The 26-year-old was stood down from Wednesday's Champions Trophy clash against New Zealand at Birmingham, which was abandoned because of rain, but still attended the match and carried drinks.

When asked whether Warner and the other Australian players present had immediately notified management of an incident occurring, Bailey said he couldn't comment further.

A Cricket Australia code of behaviour judicial hearing is expected to take place, potentially in London, tomorrow - however it could occur earlier and be done by phone hook-up from Melbourne.

Confirmation Australian team members were aware of the incident days before it was made public is a worrying sign for management should Warner be found to have a serious case to answer. Bailey said he was disappointed but that the issue was being overblown.

"A few days," Bailey said when asked when he first heard of Warner being in trouble.

"But it's being dealt with. From my point of view, disappointed. But a very minor incident and it's being dealt with in-house."

Bailey put his foot in his mouth when asked about Warner's mood when he arrived with the team at Edgbaston on Wednesday.

"I thought he took it on the chin and his attitude around the group today was outstanding," said Bailey, before adding: "No pun intended."

It's Warner's second disciplinary hearing in three weeks, after being fined nearly $6000 for abusing two Australian journalists on Twitter.

There are also reports Warner had been out drinking on Monday night as well, with the manager of The Walkabout describing him as a familiar face. There are now calls for him to be sent home from the tour.

Bailey defended Warner as a good teammate. "I really enjoy playing cricket with him. Love playing cricket with him," Bailey said. "Love his enthusiasm. Love his energy around the group. Love the way he plays. I wish I had the talent that he does and I think he's a particularly generous teammate."

Speculation about the assault was originally circulated by New Zealand players who heard about Warner's trouble when they turned up at Edgbaston for training on Tuesday.

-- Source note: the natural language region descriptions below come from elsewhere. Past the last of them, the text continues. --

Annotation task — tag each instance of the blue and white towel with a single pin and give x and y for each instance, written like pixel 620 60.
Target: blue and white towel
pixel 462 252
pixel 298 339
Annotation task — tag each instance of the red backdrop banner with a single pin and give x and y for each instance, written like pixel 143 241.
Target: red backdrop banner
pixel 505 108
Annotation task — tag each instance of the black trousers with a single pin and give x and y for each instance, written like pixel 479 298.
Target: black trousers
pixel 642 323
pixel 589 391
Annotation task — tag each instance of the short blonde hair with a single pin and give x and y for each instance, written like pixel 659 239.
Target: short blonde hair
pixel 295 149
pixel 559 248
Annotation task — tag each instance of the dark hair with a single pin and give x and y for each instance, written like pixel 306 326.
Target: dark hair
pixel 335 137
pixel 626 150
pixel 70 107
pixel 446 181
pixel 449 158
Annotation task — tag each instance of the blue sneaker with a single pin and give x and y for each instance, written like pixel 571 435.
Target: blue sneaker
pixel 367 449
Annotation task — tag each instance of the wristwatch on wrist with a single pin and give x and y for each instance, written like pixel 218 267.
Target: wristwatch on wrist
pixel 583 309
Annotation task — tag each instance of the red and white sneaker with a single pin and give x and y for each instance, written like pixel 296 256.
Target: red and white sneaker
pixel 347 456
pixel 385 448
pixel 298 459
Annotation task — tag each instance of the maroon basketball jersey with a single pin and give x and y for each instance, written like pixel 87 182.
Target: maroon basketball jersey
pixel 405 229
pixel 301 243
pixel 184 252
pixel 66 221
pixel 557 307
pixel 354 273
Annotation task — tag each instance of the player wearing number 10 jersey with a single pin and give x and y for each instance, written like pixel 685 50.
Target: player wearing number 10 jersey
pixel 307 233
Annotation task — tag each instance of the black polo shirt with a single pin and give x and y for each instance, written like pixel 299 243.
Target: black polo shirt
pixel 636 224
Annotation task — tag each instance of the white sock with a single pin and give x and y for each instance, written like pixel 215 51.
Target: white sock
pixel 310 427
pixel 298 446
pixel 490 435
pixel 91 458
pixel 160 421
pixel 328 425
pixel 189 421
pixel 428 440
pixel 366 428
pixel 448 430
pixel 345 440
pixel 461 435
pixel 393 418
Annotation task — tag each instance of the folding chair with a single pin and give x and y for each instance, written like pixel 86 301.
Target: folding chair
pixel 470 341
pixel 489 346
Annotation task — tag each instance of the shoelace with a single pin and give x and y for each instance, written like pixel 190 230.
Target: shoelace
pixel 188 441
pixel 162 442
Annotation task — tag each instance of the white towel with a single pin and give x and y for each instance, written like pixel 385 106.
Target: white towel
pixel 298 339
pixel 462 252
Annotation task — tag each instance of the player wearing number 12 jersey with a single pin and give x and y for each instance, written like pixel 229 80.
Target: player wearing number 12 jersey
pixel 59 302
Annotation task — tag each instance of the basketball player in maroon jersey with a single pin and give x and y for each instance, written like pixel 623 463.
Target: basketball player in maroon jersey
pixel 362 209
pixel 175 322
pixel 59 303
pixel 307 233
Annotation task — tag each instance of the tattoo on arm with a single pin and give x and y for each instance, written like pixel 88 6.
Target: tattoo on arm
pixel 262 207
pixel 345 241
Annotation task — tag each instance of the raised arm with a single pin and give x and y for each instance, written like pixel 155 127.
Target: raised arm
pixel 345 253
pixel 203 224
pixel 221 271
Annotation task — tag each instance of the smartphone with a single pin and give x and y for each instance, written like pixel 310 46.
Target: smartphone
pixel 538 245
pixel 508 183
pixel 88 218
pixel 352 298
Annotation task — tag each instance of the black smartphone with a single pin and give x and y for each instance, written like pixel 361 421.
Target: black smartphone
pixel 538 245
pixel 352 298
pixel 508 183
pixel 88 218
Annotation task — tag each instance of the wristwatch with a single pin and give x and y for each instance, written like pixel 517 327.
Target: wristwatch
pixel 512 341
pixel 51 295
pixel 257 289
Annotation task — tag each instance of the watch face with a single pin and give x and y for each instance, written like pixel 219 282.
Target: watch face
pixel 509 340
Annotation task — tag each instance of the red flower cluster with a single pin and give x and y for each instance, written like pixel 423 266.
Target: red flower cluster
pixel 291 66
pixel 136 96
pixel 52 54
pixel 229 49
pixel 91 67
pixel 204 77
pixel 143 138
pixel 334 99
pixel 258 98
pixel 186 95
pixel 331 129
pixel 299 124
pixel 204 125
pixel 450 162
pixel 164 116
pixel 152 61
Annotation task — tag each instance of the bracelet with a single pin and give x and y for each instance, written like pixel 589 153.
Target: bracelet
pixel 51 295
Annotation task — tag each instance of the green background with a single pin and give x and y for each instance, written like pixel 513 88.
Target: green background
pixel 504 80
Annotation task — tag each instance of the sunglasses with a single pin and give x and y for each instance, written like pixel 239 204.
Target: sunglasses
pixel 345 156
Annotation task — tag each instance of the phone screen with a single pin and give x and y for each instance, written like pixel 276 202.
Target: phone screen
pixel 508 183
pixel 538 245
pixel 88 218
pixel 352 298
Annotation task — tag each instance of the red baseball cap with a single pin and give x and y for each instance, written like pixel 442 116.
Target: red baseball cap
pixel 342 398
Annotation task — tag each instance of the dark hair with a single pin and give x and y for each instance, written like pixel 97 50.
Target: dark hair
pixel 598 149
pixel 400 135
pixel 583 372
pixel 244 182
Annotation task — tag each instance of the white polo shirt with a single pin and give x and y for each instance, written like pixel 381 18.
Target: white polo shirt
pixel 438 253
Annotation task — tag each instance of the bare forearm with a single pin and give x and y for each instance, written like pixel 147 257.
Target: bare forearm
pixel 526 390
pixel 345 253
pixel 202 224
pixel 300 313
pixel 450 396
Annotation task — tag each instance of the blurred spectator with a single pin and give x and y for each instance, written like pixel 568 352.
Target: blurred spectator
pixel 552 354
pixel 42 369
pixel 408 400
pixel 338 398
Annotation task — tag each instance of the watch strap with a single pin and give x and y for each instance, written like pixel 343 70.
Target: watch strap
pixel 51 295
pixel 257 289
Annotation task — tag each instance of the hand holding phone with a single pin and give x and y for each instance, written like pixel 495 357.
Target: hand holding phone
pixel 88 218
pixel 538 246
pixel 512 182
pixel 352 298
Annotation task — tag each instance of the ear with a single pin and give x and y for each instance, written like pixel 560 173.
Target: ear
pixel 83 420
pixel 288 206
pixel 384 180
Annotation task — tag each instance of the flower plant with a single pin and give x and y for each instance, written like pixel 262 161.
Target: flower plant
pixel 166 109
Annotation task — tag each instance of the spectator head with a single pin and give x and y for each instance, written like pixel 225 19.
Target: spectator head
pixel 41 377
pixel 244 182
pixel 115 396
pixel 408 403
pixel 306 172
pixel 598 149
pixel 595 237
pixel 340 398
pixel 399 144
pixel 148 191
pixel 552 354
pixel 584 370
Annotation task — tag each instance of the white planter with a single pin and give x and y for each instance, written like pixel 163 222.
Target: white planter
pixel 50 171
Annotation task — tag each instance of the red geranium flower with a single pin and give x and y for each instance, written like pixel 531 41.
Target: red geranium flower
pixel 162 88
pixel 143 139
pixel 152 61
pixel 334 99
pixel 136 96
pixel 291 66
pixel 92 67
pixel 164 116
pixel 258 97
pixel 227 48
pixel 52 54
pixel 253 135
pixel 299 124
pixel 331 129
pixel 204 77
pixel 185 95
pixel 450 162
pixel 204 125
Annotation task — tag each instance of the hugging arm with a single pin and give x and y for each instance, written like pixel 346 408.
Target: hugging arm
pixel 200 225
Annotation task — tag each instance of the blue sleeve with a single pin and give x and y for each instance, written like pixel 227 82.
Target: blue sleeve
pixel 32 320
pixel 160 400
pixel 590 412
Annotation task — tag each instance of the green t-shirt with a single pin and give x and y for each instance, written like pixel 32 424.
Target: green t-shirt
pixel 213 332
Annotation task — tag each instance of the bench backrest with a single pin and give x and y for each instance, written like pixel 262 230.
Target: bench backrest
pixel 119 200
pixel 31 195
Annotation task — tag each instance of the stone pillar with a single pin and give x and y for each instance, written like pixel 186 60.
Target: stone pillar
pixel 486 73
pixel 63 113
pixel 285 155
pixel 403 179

Black Caps captain Brendan McCullum confirmed he was aware of the speculation on match eve, but that New Zealand got on with their own game.

Wednesday's match was abandoned with New Zealand 2-51 after 15 overs, chasing Australia's total of 6-243. A minimum of 20 overs an innings need to be completed to constitute a match, meaning the points were shared in the clash.

Australia can still make the semifinals, but their destiny is now mostly out of their hands.

Their best chance of progressing is if England smash Sri Lanka tonight and also beat New Zealand in their final group match on Sunday.

That scenario would mean England would progress with three wins and give Australia a chance to edge past New Zealand into second in the pool with a final win over Sri Lanka.

Australia would need to get their run rate up to a sufficient level to pip the Black Caps.